Nando Tagliacozzo incontra gli studenti della Luiss nell'incontro organizzato da Sant'Egidio e Giovani per la Pace“Se oggi vi dicessero: mi hanno deportato su un treno con altre 3000 persone, ci credereste?”. Nando Tagliacozzo incontra i ragazzi della LUISS

Il sopravvissuto al rastrellamento degli ebrei romani del 16 ottobre 1943 racconta la sua vita iniziata con le leggi razziali del’38

“Abitavo poco lontano da qui; a Largo Benedetto Marcello, se vi dice qualcosa”. Nando Tagliacozzo inizia così l’incontro con i ragazzi del corso di International Organizations and Human Rights alla LUISS, e organizzato dalla Comunità di Sant’Egidio. Verve romana, parlata sciolta ed ottantun anni senza bastone od altro a dimostrarli. “Sono nato nell’anno delle Leggi razziali, il 1938” – annuncia, infatti, tra gli sguardi stupiti degli studenti che cominciano a fare due calcoli. Ma la sua non è mera voglia di mostrare quanto sia ancora attivo alla sua età: è far vedere il suo atto di nascita che gli interessa. “È l’originale, quello depositato negli archivi del Comune”. Quindi quello ancora valido. “Razza ebraica” – si legge. Tale postilla è stata resa nulla, ovviamente. Ma la dizione razziale è ancora lì, come una ferita ancora da rimarginare. Del resto, le ferite interne, Nando le deve ancora avere, anche se, sotto la sua simpatia, sono difficili da vedere. “Sono sincero: non so cosa facessi il 16 ottobre 1943: probabilmente dormivo e sono stato svegliato da un colpo”. Aveva infatti 5 anni. Ma ora sa cosa successe: i suoi vicini, ovvero la nonna, lo zio e la sorella, vennero trascinati via – “non arrestati, perché ciò presupporrebbe una qualche legalità” – e deportati nei campi di sterminio. La sua famiglia non fu, però, toccata. Semplicemente, infatti, non risultava nei registri. Registri che, tiene a far notare, erano stati stilati dal Ministero dell’Interno, il dicastero che si occupa di pubblica sicurezza e di arresti. Non di ricerche demografiche.

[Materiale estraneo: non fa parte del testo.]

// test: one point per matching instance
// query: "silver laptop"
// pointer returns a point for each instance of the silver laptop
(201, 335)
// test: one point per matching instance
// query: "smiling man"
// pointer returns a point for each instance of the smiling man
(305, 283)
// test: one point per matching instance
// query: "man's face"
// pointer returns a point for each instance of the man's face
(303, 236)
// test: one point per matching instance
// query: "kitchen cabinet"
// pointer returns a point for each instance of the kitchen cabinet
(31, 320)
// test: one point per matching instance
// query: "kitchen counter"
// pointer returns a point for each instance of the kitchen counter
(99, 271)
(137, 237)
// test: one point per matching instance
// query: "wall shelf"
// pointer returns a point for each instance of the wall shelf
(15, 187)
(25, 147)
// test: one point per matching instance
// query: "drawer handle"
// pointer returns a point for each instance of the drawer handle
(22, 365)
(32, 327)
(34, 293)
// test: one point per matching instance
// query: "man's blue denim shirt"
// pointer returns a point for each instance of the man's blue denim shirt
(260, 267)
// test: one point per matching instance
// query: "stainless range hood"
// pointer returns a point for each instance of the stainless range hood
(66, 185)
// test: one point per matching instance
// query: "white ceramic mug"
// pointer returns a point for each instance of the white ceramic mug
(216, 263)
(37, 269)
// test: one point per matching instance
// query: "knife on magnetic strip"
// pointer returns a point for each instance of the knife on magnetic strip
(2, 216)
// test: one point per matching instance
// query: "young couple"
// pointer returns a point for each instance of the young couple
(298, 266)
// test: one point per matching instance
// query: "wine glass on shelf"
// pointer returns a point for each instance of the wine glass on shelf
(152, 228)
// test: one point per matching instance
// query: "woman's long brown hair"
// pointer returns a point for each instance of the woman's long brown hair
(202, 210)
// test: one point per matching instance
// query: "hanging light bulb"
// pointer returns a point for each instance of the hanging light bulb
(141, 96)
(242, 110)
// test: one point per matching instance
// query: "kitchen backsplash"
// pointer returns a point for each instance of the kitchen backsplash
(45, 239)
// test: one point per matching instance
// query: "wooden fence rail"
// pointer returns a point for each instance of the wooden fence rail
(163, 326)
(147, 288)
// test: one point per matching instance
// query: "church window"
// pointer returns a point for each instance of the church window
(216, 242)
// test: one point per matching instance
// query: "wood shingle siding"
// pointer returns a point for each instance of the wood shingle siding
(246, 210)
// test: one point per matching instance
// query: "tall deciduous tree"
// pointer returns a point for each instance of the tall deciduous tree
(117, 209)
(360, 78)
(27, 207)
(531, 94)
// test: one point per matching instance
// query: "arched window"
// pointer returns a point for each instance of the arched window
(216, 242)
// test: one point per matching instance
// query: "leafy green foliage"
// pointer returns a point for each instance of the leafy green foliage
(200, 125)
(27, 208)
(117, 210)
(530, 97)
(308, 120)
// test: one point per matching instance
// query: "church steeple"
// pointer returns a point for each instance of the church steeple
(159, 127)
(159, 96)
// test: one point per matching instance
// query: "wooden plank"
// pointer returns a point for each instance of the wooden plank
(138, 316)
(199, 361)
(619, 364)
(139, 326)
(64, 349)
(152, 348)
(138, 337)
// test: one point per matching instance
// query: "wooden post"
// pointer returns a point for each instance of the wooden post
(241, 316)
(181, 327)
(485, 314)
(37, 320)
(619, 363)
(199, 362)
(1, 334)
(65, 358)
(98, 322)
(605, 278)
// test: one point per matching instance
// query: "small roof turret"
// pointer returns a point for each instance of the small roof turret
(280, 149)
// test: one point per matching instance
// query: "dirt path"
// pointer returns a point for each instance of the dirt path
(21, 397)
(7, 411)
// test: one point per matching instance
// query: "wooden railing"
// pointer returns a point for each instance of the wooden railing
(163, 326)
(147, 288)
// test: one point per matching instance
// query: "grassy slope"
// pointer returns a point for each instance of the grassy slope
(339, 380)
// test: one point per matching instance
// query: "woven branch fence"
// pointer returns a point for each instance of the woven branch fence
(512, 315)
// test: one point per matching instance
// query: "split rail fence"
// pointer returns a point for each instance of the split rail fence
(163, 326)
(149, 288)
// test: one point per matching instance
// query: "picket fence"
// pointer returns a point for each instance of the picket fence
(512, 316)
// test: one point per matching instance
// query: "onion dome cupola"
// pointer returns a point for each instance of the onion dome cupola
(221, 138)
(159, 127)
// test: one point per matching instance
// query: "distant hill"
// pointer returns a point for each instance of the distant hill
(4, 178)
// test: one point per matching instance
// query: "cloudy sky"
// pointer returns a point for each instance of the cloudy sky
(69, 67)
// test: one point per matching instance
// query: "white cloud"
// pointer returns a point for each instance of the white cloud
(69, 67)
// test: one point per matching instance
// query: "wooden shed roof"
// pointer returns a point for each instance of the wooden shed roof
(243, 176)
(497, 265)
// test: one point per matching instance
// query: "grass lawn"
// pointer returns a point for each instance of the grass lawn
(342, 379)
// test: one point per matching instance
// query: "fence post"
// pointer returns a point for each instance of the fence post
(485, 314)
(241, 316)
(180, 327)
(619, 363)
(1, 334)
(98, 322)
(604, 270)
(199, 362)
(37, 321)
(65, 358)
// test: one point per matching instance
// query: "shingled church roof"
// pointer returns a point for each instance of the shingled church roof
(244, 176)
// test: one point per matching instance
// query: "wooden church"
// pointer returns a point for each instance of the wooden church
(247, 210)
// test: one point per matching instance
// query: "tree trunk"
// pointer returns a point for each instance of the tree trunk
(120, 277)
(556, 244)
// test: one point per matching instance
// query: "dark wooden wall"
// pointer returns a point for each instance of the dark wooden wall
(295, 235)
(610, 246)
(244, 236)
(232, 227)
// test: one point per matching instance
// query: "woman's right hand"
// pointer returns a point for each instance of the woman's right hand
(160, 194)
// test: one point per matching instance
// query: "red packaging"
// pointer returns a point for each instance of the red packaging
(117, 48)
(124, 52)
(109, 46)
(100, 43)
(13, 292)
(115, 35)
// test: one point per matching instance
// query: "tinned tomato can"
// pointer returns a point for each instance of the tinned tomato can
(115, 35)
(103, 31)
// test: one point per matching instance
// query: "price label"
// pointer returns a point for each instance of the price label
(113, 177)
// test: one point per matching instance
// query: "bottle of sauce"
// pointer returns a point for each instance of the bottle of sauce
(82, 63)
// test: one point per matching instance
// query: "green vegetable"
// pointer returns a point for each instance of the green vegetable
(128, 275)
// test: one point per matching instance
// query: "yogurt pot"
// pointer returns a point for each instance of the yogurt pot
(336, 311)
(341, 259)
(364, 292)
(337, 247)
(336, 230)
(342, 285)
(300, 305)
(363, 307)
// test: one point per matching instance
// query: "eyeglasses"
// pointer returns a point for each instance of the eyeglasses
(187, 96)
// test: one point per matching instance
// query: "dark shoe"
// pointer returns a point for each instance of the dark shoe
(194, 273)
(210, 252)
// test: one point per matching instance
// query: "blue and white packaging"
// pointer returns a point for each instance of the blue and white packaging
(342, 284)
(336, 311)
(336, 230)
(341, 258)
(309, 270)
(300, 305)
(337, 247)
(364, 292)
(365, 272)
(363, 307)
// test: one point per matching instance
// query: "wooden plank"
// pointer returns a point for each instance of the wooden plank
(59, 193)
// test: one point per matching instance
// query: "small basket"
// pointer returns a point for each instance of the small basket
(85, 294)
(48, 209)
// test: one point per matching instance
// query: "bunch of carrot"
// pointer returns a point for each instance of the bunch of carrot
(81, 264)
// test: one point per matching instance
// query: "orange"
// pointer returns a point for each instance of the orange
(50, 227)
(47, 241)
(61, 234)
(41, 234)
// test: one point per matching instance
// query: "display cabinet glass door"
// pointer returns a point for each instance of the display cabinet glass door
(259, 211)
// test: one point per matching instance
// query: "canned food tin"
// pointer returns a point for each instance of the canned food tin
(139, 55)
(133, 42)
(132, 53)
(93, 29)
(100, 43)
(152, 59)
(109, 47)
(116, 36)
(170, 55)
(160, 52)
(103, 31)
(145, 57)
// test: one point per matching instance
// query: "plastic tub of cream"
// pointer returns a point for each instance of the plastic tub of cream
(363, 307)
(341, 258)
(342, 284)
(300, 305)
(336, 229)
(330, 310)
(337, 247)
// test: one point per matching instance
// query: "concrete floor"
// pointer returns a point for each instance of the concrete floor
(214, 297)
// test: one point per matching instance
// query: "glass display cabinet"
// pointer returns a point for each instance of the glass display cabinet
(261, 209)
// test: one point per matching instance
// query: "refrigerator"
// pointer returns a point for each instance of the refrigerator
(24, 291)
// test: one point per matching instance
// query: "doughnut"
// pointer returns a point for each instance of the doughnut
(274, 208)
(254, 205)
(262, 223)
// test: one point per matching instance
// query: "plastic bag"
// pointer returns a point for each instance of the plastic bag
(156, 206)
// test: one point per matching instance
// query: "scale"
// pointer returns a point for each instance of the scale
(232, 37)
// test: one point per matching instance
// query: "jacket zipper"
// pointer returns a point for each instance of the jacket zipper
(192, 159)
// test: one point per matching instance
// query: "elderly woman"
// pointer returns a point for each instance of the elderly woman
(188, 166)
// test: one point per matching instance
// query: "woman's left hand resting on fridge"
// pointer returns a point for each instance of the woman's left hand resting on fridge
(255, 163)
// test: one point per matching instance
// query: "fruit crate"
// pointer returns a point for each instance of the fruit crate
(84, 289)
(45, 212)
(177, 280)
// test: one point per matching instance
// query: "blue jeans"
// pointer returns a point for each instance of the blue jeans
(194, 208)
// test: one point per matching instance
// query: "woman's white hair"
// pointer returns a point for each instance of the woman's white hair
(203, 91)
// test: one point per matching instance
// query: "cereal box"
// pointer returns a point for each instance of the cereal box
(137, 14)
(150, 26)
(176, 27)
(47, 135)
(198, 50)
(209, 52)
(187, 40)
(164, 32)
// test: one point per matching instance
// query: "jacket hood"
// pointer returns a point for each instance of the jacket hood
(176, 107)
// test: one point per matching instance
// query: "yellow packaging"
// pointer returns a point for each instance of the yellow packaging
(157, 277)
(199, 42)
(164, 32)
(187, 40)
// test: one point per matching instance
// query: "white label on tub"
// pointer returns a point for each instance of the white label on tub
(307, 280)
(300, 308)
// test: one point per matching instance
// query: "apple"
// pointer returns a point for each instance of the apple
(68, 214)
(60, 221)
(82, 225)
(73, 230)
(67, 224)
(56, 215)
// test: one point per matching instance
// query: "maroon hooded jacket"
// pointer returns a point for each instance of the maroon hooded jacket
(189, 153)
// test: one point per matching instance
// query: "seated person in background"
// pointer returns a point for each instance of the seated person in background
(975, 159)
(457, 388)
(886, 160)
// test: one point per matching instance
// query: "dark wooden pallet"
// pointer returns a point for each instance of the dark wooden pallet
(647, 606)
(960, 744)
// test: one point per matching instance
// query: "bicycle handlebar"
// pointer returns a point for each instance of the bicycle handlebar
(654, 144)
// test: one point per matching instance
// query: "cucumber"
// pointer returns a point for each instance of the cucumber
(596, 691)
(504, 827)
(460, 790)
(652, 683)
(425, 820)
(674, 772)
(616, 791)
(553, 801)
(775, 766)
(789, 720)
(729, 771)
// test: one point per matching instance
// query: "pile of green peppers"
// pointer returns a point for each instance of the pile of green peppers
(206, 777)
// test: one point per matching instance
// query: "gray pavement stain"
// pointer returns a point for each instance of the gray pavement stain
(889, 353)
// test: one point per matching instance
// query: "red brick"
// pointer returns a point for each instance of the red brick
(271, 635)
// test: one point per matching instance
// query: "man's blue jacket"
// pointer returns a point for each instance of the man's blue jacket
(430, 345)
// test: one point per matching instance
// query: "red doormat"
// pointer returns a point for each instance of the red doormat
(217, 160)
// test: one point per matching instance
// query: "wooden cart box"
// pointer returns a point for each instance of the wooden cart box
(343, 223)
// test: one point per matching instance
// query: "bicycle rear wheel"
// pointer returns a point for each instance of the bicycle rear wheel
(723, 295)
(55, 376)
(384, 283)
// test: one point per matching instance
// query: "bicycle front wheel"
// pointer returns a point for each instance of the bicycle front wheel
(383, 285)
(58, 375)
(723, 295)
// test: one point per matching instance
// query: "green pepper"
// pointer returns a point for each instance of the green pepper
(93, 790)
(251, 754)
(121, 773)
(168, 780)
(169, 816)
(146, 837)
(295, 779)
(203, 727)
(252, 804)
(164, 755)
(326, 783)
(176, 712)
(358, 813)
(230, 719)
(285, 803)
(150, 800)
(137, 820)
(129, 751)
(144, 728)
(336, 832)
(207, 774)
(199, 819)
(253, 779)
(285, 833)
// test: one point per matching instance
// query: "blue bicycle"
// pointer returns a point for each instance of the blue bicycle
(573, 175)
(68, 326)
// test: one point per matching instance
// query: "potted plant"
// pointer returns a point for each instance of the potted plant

Adesso Nando gira per le scuole, per le università, con la forza di raccontare, come chi abbia visto l’orrore dei campi di concentramento o ne sia stato toccato. Ma non è stato così per tutti: alcuni non sono riusciti a trovare la forza di raccontare, o di preservarla. “Ho conosciuto Alberto Sed all’inizio del 2000. Aveva smesso di raccontare, mi disse, quando fuori dalla Sinagoga aveva notato i suoi stessi correligionari mettere in dubbio la sua esperienza”. Ed in effetti, continua, “è difficile credere a simili storie“. Pensate se qualcuno vi dicesse oggi che è stato caricato su un treno insieme ad altre 3000 persone e mandato a morire in strutture organizzate nella campagna: gli credereste?” – domanda retoricamente. “E allora andate a vedere cosa sta succedendo in Libia. Quando ci andai, in mezzo al deserto incontrai una persona: mi disse “vuoi vedere le fosse comuni?”. Era il 2009. Solo adesso si comincia a leggere qualcosa a riguardo sui giornali. Da questo paragone, quindi, la necessità di raccontare, raccontare e raccontare. Perché persone come Nando possano essere semplicemente dei nonni o degli ingegneri in pensione. E non dei sopravvissuti ad un rastrellamento razziale o ad un internamento in campi sperduti nascosti in terre lontane.